Le pouvoir ne se donne pas et ne se ramasse pas dans les rues. Il s’arrache, et il s’arrache dans l’opposition qui aboutit à la négociation lorsque celui qui le détient arrive au bout du souffle.
Le constat actuel de l’opposition africaine est alarmant. Les opposants pensent que le pouvoir se ramasse dans les rues et se négocie dans la courbette. Les militaires savent la façon dont ils ont pris le pouvoir. Le pouvoir qui est arraché sera arraché, et celui qui a été pris de façon négociatoire se donnera par négociation, excepté de rares cas isolés.
Le continent africain, surtout la région ouest-africaine, traverse une crise politique énorme. L’arrivée des militaires au pouvoir, la fragilité de la Communauté économique des États de l’Afrique de l’Ouest (CEDEAO), qu’a occasionnée le retrait de certains pays, notamment le Mali, le Burkina Faso et le Niger, pour créer l’Alliance des États du Sahel (AES), ramènent l’Afrique dans une situation contrastée. Les militaires sont entre l’émotion du pouvoir et la courbette derrière les maîtres d’hier. Les opposants sont entre l’émotion politique et la courbette derrière les militaires. Les militaires sont entre les arrestations arbitraires, la banalité des intellos et la promotion de la médiocrité.
Dans cette réalité, certains opposants font la courbette derrière les militaires pour les privilèges, avec la prétention de négocier le pouvoir avec eux. Les militaires, à leur tour, arrêtent arbitrairement comme dernière solution et font espérer comme première solution. Avec l’espoir, ils se sont tus ; ils ont mis leur bouche dans leur poche avec la prétention de négocier le pouvoir. Les opposants sont dans cette posture, et les militaires font espérer à chaque communication. Cependant, les militaires, à leur tour, ne font pas confiance aux civils. Ils les prennent pour des malhonnêtes et les traitent comme tels. Ils sont prêts à éliminer quiconque avec l’argument : « Nous avons pris ce pouvoir dans le sang et quiconque ose nous déstabiliser sera éliminé. » Les ministres sont dépossédés de leur passeport après le service et sont obligés de chercher refuge dans les directions étatiques. Les opposants se sont alignés pour les privilèges et le peuple, par manque de repères, s’est aligné désespérément par crainte.

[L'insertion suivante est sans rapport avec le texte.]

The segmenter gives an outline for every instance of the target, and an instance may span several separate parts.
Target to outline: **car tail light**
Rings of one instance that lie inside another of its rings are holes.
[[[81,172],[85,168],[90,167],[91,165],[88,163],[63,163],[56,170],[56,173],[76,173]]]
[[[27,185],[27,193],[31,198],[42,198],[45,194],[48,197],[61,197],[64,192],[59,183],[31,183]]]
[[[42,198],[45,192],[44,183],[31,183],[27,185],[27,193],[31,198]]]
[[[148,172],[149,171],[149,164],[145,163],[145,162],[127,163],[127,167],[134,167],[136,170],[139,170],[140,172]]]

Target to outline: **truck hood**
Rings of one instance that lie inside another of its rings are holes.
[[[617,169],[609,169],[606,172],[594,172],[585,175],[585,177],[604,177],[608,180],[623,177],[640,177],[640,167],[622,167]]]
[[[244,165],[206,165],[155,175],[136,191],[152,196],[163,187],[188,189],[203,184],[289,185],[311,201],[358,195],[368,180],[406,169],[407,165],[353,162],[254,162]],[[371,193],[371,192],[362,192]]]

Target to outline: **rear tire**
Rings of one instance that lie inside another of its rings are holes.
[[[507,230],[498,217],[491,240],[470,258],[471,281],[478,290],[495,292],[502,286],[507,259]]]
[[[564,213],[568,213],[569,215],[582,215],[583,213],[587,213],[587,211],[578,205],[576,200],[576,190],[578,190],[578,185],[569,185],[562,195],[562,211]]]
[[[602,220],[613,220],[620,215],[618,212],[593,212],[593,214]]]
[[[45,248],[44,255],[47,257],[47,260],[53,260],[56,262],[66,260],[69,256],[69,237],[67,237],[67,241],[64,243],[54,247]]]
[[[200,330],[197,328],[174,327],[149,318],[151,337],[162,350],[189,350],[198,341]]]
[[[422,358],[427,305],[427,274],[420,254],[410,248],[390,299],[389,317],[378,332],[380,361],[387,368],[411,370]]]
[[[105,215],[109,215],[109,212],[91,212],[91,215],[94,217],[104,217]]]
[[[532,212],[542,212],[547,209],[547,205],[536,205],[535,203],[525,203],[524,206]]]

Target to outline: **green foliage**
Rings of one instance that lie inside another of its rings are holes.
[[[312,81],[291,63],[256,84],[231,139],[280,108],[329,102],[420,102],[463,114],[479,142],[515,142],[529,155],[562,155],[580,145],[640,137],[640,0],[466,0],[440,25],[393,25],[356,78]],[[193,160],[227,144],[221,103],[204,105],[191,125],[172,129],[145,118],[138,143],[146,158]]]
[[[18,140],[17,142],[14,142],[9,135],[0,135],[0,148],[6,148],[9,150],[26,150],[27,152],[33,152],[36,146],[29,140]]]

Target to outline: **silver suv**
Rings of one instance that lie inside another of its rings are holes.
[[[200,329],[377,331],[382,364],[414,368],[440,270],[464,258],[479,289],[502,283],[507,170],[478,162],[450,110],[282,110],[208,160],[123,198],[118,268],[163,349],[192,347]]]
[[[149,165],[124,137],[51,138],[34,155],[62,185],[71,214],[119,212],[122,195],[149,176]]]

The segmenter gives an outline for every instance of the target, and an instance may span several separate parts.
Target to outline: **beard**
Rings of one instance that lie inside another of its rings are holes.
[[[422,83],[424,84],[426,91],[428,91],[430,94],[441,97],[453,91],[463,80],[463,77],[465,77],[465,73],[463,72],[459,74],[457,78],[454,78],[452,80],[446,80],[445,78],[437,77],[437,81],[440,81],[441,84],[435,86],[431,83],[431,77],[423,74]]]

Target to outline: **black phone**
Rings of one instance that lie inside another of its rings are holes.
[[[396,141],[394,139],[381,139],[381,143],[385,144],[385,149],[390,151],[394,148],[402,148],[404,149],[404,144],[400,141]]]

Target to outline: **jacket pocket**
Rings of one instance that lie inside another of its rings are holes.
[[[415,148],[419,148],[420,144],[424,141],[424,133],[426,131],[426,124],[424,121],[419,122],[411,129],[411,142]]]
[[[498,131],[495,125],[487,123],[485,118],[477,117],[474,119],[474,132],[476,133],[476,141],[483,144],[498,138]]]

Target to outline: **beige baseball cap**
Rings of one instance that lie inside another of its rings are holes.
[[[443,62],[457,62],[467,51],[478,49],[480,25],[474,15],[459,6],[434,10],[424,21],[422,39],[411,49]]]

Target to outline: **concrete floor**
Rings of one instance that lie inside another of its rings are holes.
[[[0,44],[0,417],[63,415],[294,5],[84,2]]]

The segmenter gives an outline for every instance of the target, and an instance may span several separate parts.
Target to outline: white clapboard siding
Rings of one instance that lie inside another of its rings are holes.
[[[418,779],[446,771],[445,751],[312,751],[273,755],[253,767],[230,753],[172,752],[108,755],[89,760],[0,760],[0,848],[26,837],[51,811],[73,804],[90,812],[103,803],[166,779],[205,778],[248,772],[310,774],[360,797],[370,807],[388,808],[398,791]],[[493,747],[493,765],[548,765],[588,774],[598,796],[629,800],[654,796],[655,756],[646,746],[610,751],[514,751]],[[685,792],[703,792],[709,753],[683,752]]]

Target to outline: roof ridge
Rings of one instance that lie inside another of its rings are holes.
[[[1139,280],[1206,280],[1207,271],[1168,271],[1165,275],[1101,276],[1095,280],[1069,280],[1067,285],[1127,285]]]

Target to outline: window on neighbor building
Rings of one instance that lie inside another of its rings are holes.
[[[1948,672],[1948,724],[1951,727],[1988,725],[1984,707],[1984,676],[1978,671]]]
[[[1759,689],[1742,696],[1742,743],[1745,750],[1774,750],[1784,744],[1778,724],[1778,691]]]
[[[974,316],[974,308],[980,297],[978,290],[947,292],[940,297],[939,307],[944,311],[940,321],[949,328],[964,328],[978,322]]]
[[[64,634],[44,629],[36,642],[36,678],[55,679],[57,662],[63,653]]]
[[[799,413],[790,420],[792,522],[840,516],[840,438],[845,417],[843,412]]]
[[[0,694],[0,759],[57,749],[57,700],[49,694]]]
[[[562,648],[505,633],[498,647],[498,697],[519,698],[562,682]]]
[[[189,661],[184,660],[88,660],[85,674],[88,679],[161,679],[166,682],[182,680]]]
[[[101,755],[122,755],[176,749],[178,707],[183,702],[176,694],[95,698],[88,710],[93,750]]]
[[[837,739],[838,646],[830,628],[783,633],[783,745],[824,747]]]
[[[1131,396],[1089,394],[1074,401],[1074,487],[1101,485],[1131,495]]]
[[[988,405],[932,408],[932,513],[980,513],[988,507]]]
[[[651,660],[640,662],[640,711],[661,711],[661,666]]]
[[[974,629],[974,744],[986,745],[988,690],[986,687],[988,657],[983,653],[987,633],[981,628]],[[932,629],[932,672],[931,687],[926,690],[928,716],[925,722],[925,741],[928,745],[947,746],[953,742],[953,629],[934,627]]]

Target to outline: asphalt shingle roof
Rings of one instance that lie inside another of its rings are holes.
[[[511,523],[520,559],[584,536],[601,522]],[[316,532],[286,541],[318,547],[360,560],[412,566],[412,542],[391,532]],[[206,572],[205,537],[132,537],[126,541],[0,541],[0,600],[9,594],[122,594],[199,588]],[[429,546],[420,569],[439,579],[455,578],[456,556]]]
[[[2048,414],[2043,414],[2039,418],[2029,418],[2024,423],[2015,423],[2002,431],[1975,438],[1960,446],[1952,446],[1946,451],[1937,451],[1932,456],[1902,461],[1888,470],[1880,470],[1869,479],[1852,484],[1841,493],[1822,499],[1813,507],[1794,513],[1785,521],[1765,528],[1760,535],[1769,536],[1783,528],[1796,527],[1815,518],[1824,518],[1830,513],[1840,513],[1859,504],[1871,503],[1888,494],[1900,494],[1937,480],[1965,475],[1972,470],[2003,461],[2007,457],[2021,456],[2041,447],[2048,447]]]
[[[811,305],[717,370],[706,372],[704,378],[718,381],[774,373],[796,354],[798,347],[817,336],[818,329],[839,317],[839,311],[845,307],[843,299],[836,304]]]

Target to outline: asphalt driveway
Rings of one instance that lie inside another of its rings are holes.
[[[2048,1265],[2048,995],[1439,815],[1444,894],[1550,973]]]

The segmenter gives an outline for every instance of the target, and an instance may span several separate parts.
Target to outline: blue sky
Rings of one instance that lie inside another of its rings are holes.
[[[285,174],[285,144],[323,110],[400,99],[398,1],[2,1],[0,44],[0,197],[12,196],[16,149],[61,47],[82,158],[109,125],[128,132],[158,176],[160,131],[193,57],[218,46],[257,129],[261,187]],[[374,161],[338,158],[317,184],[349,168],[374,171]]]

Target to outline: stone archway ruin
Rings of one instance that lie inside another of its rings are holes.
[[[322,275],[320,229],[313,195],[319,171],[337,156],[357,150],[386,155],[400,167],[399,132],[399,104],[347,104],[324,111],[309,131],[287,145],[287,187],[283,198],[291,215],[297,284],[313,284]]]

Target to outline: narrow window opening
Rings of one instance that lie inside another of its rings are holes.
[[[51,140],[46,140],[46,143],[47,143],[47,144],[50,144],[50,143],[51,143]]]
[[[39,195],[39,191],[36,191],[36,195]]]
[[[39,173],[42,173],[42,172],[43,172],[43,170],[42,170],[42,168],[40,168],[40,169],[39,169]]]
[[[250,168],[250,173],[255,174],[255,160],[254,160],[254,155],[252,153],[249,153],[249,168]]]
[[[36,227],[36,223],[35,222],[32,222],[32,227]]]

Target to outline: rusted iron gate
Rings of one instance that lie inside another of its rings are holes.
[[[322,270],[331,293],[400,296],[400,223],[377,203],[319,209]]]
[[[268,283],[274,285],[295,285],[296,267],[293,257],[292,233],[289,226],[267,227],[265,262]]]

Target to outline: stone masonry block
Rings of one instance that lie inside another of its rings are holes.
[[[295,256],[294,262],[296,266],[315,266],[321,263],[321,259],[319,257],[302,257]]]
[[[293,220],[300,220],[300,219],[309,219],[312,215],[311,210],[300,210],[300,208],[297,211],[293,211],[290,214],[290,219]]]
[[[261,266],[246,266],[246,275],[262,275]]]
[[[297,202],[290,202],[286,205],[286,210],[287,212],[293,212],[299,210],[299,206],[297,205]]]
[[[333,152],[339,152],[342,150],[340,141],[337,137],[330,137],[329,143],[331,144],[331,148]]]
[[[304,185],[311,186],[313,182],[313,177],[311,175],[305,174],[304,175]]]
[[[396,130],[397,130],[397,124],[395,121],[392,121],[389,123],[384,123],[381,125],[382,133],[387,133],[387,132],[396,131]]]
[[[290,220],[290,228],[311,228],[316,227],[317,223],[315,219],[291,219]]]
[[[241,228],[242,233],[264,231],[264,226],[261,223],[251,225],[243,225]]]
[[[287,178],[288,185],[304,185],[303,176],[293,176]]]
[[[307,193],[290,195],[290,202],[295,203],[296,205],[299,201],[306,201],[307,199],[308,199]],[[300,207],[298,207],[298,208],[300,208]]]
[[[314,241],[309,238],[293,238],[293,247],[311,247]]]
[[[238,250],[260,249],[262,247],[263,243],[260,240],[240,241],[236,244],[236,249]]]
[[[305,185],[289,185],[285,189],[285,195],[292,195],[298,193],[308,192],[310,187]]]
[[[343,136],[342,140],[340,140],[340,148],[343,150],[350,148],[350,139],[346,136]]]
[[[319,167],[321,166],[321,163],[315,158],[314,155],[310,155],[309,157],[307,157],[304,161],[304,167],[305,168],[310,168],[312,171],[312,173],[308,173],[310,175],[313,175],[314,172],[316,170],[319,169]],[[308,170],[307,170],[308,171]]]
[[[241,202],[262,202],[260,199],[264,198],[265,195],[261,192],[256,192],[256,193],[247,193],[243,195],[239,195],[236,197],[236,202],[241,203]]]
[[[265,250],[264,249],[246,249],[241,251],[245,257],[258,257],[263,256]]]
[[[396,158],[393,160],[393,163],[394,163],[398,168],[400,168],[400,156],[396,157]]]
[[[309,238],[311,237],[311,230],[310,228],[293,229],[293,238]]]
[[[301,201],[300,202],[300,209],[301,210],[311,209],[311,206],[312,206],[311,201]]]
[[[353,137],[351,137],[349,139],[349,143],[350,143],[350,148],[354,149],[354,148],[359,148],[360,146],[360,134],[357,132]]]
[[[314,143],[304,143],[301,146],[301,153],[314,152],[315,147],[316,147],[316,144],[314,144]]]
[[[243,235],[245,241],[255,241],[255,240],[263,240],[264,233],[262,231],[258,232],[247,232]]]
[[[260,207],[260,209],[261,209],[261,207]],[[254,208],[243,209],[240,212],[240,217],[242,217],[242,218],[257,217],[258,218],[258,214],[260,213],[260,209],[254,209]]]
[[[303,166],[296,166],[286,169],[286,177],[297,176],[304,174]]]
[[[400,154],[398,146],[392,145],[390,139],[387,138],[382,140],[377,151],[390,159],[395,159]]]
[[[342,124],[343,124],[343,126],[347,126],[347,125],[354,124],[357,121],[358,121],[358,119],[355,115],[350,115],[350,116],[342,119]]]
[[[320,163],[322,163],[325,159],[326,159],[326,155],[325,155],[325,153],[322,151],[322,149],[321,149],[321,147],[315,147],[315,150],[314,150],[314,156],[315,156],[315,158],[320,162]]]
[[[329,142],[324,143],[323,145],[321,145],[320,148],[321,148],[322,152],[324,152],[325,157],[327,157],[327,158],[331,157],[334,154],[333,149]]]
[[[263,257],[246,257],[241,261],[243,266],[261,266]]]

Dans cette réalité, les opposants oublient la logique du pouvoir. Le pouvoir qui a été arraché par les armes ne se donne pas, il s’arrache par les mêmes armes. Tandis que celui qui a été négocié sera négocié, excepté de rares cas isolés. Ils pensent que les militaires vont négocier le pouvoir, qu’ils vont le céder facilement et qu’en partant, ils vont le leur remettre. Chose qui n’est qu’une illusion pour aveugles. Au regard de ce fait, les questions se posent : les militaires céderont-ils le pouvoir par la voie électorale ? S’ils sont renversés, ceux qui prendront le pouvoir feront-ils des élections pour donner le pouvoir à un civil ? À quand le régime civil ? Le pouvoir qui est arraché sera arraché, et celui qui est pris par la voie électorale, dans la plupart des cas, excepté de rares cas isolés, sera transmis par la voie électorale.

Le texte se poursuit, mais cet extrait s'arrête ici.